RASIOO.id – Komisi IV Dewan Perwakilan Rakyat Daerah (DPRD) Kota Bogor menggelar rapat pembahasan pengembangan sektor pariwisata guna mengatasi keterbatasan anggaran daerah, Selasa, 3 Februari 2026.
Dalam rapat tersebut, Ketua Komisi IV DPRD Kota Bogor, Fajar, menyoroti ketidakseimbangan antara total anggaran Dinas Kebudayaan dan Pariwisata (Disparbud) dengan porsi anggaran promosi wisata yang dinilai masih minim.
“Promosi merupakan ujung tombak untuk menarik wisatawan datang ke Kota Bogor,” ujar Fajar.
Sebagai solusi, DPRD mengarahkan Disparbud untuk mulai menggali potensi pengembangan pariwisata di luar Anggaran Pendapatan dan Belanja Daerah (APBD).
Salah satu strategi yang didorong adalah penyelenggaraan event secara konsisten di Kota Bogor.
“DPRD mengarahkan Disparbud untuk mulai menggali potensi pengembangan di sektor non-APBD dengan memperbanyak gelaran acara atau event yang konsisten,” kata Fajar.
Ia menyebutkan, idealnya Kota Bogor mampu menyelenggarakan minimal 90 event setiap tahun. Selain itu, kawasan Mulyaharja Saung Eling ditetapkan sebagai salah satu fokus pengembangan pariwisata karena memiliki nilai sejarah dan budaya yang kuat.
“Kami ingin pengunjung tidak hanya datang, tetapi juga membawa kesan positif.
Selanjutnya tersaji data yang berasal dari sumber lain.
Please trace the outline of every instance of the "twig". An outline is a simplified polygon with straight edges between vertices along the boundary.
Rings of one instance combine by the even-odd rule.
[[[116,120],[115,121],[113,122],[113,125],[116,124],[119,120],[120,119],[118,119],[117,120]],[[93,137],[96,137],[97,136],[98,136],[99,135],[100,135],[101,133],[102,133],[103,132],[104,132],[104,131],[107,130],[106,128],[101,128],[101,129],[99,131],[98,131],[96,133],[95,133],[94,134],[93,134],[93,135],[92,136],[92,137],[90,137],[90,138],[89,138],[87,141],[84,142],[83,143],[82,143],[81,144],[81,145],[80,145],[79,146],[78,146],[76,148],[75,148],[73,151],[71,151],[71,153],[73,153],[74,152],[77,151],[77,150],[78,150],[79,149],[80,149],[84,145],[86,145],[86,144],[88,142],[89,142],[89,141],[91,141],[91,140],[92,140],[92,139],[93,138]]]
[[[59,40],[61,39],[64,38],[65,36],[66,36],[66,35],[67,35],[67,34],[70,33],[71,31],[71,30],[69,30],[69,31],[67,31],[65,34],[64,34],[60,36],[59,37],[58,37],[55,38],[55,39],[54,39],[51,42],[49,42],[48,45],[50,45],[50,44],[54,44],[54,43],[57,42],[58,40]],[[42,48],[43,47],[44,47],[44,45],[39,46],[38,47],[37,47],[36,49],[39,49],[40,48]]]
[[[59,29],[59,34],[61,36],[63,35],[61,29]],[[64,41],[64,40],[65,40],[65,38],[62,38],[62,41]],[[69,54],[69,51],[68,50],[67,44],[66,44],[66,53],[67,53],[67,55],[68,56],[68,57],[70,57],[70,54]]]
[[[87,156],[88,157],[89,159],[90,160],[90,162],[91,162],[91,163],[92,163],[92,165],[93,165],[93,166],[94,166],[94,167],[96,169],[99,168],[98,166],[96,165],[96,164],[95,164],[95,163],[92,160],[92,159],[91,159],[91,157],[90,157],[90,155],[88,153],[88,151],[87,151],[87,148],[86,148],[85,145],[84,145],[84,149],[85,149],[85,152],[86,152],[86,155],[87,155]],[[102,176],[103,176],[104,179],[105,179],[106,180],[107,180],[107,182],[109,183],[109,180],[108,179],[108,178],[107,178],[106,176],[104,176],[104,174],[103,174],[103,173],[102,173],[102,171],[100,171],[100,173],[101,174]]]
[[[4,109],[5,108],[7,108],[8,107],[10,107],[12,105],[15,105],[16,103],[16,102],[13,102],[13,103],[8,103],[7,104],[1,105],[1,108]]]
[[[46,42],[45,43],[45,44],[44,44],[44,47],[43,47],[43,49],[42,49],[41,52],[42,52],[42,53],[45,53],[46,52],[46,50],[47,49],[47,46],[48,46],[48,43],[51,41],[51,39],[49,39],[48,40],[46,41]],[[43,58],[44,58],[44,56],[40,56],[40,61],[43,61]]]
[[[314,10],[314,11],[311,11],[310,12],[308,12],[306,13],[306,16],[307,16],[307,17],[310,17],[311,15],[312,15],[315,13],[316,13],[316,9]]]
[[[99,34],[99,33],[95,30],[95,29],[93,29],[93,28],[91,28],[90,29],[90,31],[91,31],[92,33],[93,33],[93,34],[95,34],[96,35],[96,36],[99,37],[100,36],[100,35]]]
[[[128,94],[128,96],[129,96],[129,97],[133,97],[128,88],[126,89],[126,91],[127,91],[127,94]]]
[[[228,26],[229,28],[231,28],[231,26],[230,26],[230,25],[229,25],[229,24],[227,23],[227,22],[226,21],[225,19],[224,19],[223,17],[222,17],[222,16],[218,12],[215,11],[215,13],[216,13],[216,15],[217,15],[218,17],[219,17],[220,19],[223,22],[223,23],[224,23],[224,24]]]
Apalagi menjelang Pekan Olahraga Provinsi (Porprov),” ujarnya.
Fajar juga menekankan pentingnya kesiapan Disparbud dalam menyusun skema penyambutan yang matang bagi para atlet dan ofisial Porprov agar mereka turut berwisata selama berada di Kota Bogor.
Sementara itu, Kepala Disparbud Kota Bogor, Firdaus, menyampaikan bahwa pihaknya telah menyiapkan sejumlah agenda pariwisata.
Saat ini, terdapat 56 event yang telah masuk dalam daftar resmi, dengan 10 di antaranya sebagai agenda unggulan.
“Tujuan utama 19 event unggulan tersebut adalah untuk meningkatkan Pendapatan Asli Daerah (PAD) serta menarik lebih banyak wisatawan berkunjung ke Kota Bogor,” ujar Firdaus.
Ia menambahkan, Disparbud juga terus memperkuat kolaborasi dengan komunitas dan pihak swasta agar pengembangan pariwisata tidak sepenuhnya bergantung pada APBD.
“Kami memiliki kegiatan non-APBD dengan berkolaborasi bersama pihak ketiga dan komunitas,” katanya.
Menurut Firdaus, langkah tersebut merupakan upaya membuka ruang seluas-luasnya agar pariwisata Kota Bogor semakin dikenal dan berkembang secara berkelanjutan.